Verifikasi Dewan Pers bukanlah soal siapa yang lebih tinggi atau lebih rendah, melainkan instrumen standar profesional untuk memastikan media bekerja sesuai etika jurnalistik. Sama halnya dengan profesi dokter yang wajib memiliki izin praktik, atau advokat yang wajib tergabung dalam organisasi profesi, media pun perlu memiliki dasar legitimasi yang diakui hukum. Sebagaimana ditegaskan dalam Undang-Undang Nomor 40 Tahun 1999 tentang Pers, kebebasan pers dijamin, tetapi pers juga memiliki kewajiban untuk menaati Kode Etik Jurnalistik. Verifikasi memastikan kewajiban ini ditegakkan. Tanpa standar itu, masyarakat akan kesulitan membedakan antara jurnalisme profesional dan sekadar konten abal-abal.
Kebebasan pers juga tidak berarti kebebasan tanpa batas. Teori social responsibility of the press (McQuail, 2010) menegaskan bahwa pers harus tunduk pada prinsip tanggung jawab sosial. Media yang terverifikasi tunduk pada mekanisme Dewan Pers: ada alamat jelas, penanggung jawab redaksi, serta prosedur penyelesaian sengketa pers. Sebaliknya, riset Wardhani (2020, Jurnal Ilmu Komunikasi UGM) menunjukkan banyak media non-verifikasi yang beroperasi tanpa transparansi, sehingga rawan memproduksi clickbait atau berita pesanan. Dalam kondisi ini, publik justru terancam oleh disinformasi jika semua media diperlakukan sama tanpa standar.
Tidak ada yang menyangkal peran media komunitas, aktivis, atau kreator digital dalam menyuarakan isu-isu akar rumput. Namun, karya mereka tetap harus dibedakan dari jurnalisme profesional. Menyamakan semua produk informasi tanpa standar sama saja mengaburkan batas antara berita dan opini, antara fakta dan propaganda. Alih-alih menolak verifikasi, yang lebih sehat adalah mendorong media lokal untuk melengkapinya. Kajian Nugroho dkk. (2019, Centre for Innovation Policy and Governance) menyebut bahwa justru media kecil dan lokal paling diuntungkan dengan status verifikasi, karena mendapat legitimasi sekaligus perlindungan hukum ketika berhadapan dengan tekanan politik maupun kriminalisasi.

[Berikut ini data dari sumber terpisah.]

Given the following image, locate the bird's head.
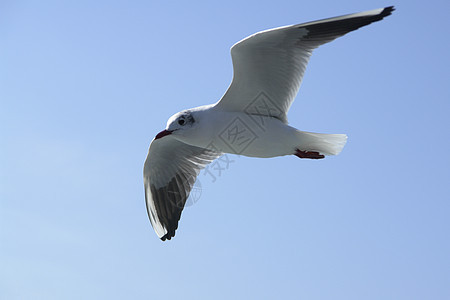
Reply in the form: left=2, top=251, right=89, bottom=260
left=155, top=110, right=196, bottom=140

Pandangan bahwa verifikasi adalah bentuk represi administrasi justru terbalik. Faktanya, verifikasi memberi perlindungan bagi jurnalis. Dalam berbagai kasus sengketa, seperti yang tercatat dalam Laporan Tahunan Dewan Pers (2022), status verifikasi menjadi dasar kuat bagi jurnalis untuk lolos dari jeratan UU ITE maupun tuntutan pidana. Kritik bahwa ada media terverifikasi yang partisan memang valid. Tetapi solusinya bukan menolak verifikasi, melainkan memperkuat mekanisme sanksi etika. Menyalahkan sistem verifikasi hanya karena segelintir media menyalahgunakannya ibarat menolak keberadaan SIM hanya karena ada sopir berlisensi yang melanggar lalu lintas.
Benar bahwa integritas adalah kunci utama dalam jurnalisme. Namun integritas tanpa legalitas membuat jurnalis rentan, sementara legalitas tanpa integritas membuat media kehilangan kepercayaan publik. Karena itu, integritas dan legalitas tidak boleh dipertentangkan—keduanya harus berjalan beriringan.
Verifikasi Dewan Pers bukanlah legitimasi monopoli, melainkan standar profesional agar pers benar-benar menjadi pilar demokrasi keempat. Yang berbahaya justru narasi yang menolak standar, karena berpotensi membuka ruang bagi misinformasi dan melemahkan kepercayaan publik terhadap pers. Kebebasan pers sejati bukanlah kebebasan liar tanpa tanggung jawab, melainkan kebebasan yang ditopang oleh etika, profesionalisme, dan mekanisme akuntabel.